Дворянское ополчение, у которого Савва и батька Илья были пленниками, тоже явилось в город. Все дворяне этого ополчения ринулись в палачи.
Каждый третий нижегородец был уличён в шаткости. Людей приметных, кто в кабаки да «в гости» к степенным людям ходил есть-пить — а таких набралось чуть не с тысячу, — разделили пополам, без лишнего дознания. Одних четвертовали, других повесили перед городскими воротами.
Савве и пленникам досталась зело худая работа. Насаживали головы четвертованных на колья. На смотрины.
Ещё с тысячу, всякую голытьбу, — посекли. Опять без суда, но и без надругательства. Приводили толпой на площадь, и дворяне рубили несчастным головы.
Из Нижнего уездное ополчение отправилось освобождать от воров сёла и деревни. Поволокли за собою и пленных, чтоб было кому трупы хоронить.
Первые дни «работать» не пришлось. Дворяне окружали встретившиеся на пути деревеньки, большие многолюдные сёла и вырубали всех жителей до единого.
Взбадривали друг друга:
— Змеиное племя — под корень!
По белому первому снежку пришли в Ястребки. Село на горе стояло, в яблоневых садах. На яблонях снег клочьями. Красота.

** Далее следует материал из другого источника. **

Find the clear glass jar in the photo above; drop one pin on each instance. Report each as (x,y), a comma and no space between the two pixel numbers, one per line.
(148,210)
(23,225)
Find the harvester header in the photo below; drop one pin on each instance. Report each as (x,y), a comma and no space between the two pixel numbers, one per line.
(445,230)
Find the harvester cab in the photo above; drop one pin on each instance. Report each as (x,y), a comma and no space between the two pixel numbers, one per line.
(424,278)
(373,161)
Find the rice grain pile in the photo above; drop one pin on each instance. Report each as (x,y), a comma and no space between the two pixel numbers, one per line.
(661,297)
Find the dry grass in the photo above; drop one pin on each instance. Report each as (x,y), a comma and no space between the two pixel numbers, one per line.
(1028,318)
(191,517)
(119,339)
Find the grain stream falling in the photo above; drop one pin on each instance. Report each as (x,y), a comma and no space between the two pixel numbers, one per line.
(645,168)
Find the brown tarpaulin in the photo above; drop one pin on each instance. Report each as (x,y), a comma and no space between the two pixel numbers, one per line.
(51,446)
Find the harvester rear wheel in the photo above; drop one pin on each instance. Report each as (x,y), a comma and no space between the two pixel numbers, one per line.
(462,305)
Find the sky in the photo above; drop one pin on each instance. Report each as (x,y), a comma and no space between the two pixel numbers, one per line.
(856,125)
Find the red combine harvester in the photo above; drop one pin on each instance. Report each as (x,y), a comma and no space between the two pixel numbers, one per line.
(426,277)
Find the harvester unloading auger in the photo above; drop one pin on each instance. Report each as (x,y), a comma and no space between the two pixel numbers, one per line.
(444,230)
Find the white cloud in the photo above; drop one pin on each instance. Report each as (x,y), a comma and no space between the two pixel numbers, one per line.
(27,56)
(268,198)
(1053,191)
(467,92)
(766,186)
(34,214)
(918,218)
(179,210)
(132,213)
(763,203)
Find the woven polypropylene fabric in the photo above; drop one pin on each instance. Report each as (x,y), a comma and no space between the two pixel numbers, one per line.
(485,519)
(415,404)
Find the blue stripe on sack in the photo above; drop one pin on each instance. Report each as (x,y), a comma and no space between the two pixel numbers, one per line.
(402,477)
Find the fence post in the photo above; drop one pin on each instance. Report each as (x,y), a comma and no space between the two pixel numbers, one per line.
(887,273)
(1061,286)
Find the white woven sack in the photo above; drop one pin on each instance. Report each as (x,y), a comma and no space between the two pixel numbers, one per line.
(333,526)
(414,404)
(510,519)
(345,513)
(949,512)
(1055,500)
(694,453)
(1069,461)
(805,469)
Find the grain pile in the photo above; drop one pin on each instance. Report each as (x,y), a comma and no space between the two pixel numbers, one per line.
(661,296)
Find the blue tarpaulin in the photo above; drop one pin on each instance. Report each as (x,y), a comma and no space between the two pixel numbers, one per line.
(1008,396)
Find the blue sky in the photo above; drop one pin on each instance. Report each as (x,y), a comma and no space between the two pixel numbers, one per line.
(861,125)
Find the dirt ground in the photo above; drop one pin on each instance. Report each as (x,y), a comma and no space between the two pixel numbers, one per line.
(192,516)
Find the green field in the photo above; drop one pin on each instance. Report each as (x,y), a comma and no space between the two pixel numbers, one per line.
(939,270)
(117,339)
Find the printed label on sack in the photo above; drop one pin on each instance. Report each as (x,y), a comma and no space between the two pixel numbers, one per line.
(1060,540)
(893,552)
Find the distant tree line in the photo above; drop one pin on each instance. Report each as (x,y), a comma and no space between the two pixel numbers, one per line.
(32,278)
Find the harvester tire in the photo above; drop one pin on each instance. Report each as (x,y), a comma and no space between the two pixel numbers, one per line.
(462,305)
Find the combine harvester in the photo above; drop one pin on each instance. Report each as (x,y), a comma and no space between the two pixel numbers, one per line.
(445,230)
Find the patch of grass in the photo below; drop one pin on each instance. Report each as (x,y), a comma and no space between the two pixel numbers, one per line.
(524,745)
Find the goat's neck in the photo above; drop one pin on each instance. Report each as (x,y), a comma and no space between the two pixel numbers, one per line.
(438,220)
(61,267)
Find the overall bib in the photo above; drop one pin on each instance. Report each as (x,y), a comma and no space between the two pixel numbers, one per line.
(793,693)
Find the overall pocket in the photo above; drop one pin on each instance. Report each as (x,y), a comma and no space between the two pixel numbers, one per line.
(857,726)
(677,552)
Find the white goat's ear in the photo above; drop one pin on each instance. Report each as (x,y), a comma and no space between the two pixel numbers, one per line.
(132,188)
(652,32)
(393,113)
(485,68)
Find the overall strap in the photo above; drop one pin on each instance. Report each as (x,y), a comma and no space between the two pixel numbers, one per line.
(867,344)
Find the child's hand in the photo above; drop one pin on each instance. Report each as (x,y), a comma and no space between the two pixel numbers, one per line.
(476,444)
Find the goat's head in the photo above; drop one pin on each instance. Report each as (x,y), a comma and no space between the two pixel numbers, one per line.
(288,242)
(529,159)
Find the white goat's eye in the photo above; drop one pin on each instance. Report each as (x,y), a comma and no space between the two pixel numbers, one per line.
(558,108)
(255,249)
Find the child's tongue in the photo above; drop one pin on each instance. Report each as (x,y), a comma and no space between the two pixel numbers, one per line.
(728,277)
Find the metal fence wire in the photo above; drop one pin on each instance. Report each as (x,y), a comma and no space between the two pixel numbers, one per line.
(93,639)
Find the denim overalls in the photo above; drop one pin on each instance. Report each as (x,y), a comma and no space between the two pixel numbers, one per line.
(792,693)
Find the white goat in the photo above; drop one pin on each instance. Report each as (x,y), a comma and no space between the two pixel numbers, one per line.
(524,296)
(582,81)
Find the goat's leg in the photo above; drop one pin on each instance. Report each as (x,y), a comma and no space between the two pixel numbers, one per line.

Село принадлежало Кочемасову. Слава Богу, дворянин был в ополчении и не позволил оставить себя без рабов, хотя у него мужики убили и жену и троих деток, дом сожгли.
Приказал ставить тавро на каждом из жителей, даже на младенцах. Пропахли Ястребки палёным человеческим мясом, но не утолил Кочемасов своей боли. Велел согнать к церкви всех детей, от десяти лет до годочка, лишь бы на ногах стояли. Народ сам сбежался, умоляя господина, но господин только ухмылялся. Стал рубить крестьянских детишек, надвое разваливал.